WB試薬は、ニトロチロシンレベルを評価する便利な方法を提供しますが、ニトロチロシンタンパク質の明確な同定や、タンパク質上の個々の修飾部位の識別は困難です。ニトロチロシンを持つタンパク質と特定のニトロチロシン部位を同定するには、ニトロチロシンの濃縮が不可欠です。ニトロチロシン特異的抗体を用いてPTM含有ペプチドを濃縮するという構想は、1970年代に、ポリクローナル抗体を固定化したカラムを用いてin vitroでニトロシル化タンパク質からトリプシン処理したペプチドを濃縮することにより、初めて実証されました9。
この構想の、より新しいバージョンがPTMScan技術です。これは、PTM特異的抗体を用いた、カラム形式ではなく使いやすいビーズ懸濁液内で修飾ペプチドの濃縮を行うための、CSTが開発したワークフローです。PTMScanで濃縮したペプチドは、液体クロマトグラフィー質量分析法 (LCMS) で分析します。
関連リソース:プロテオミクス解析における革命:20年後のPTMScan
CSTは、ニトロチロシンペプチド濃縮用のPTMScan抗体-ビーズ製品であるPTMScan®Nitro-Tyrosine Motif [Nitro-Y] Kit #44462を発売しました。PTMScanアッセイは、WBアッセイに比べてより多くの試料を必要としますが (マイクログラムに対してミリグラム)、ニトロチロシン修飾部位を明確に同定・定量できる能力は、非常に貴重な利点となります。さらに、ニトロチロシン濃縮後に残ったペプチドサンプル (フロースルー) は、その後のPTMScanアッセイのインプットとして用いることができ、特定の研究において標的となるその他のPTMをモニタリングすることができます。CSTとデューク大学医学部との共同研究プロジェクトでは、このような連続的なPTMScan実験の例を報告しています。
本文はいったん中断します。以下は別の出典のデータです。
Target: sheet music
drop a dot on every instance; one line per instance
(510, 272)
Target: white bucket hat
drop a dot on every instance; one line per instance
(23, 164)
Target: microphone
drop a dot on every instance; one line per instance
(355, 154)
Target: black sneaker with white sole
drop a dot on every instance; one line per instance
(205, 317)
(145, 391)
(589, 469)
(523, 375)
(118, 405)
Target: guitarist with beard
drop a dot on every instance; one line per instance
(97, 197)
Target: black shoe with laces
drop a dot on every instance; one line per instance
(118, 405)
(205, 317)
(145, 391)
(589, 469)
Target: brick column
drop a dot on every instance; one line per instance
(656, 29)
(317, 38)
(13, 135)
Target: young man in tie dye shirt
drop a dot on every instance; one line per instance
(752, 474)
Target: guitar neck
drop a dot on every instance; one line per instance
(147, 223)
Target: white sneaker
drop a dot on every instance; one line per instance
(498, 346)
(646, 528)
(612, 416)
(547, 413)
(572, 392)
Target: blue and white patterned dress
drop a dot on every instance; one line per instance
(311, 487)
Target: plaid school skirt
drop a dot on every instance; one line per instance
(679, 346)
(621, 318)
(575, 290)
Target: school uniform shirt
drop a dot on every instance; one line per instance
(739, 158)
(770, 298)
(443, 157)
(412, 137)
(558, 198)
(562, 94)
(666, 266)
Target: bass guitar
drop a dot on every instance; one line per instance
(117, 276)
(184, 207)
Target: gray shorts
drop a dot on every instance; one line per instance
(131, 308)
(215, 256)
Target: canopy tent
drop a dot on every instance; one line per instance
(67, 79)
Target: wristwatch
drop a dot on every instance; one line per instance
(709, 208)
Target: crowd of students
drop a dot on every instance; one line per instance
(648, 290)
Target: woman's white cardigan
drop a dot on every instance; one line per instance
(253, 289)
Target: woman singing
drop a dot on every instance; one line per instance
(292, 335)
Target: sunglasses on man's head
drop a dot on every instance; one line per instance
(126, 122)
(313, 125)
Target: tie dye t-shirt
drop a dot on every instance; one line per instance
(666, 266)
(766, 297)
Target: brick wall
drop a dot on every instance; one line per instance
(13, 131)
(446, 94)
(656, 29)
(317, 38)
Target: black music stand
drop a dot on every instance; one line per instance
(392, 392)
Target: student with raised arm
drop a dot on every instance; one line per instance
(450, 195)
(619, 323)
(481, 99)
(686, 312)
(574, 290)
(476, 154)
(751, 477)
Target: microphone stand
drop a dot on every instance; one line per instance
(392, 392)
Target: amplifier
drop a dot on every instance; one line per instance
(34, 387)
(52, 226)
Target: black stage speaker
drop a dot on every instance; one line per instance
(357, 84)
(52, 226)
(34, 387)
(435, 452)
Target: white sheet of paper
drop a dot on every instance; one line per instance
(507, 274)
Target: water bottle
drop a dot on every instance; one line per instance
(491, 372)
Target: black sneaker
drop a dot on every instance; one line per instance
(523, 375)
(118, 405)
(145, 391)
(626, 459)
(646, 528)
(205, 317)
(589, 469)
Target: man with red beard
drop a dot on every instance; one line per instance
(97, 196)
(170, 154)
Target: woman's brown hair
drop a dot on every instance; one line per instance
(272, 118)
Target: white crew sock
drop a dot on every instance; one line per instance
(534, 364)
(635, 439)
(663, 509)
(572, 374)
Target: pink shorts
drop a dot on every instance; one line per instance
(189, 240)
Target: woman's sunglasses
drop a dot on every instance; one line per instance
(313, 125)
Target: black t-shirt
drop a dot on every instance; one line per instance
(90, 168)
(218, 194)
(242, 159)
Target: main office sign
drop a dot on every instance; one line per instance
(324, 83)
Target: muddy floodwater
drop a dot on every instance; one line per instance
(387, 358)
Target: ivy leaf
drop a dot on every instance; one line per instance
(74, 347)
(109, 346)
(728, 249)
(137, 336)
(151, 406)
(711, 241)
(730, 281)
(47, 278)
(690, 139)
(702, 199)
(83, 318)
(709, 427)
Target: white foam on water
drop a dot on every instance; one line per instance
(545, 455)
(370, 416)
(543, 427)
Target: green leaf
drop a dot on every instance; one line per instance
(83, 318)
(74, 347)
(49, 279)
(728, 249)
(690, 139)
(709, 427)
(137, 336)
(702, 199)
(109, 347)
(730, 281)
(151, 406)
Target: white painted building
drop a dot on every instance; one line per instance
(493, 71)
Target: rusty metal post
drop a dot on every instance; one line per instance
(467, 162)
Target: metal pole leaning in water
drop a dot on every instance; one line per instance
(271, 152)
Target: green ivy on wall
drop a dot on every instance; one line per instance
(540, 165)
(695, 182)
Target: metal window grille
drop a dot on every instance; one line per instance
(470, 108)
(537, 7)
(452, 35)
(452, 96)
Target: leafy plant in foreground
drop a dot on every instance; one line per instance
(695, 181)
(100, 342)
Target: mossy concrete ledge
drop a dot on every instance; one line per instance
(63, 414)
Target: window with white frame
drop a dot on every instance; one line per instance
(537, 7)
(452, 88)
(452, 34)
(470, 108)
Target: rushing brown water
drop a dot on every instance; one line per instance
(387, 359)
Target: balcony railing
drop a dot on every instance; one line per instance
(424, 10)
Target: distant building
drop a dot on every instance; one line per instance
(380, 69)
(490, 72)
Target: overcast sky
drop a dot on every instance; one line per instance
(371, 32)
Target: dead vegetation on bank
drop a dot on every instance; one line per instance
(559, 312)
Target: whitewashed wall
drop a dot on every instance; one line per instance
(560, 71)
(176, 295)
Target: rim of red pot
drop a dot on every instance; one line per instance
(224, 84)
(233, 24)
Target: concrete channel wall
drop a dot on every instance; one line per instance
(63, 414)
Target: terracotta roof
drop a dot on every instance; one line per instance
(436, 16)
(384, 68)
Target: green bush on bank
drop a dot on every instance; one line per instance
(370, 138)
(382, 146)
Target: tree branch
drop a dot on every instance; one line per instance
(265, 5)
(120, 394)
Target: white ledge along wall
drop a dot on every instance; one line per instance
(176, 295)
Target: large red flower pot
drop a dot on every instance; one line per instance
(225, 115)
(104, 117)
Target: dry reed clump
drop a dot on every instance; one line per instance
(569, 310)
PTMScanニトロチロシンイムノアフィニティービーズを用いて、10 mgのHCT116細胞のインプットペプチドから数百もの固有のニトロチロシン部位を同定することができます (図4)。この同定された部位のシーケンスモチーフ解析から、抗体は隣接するアミノ酸に対してほとんどバイアスを持たないことが示唆されました。したがって、PTMScanニトロチロシンイムノアフィニティービーズは、様々な生物種 (すなわちマウス、ヒト) のニトロチロシン部位を分析するのに適した試薬です。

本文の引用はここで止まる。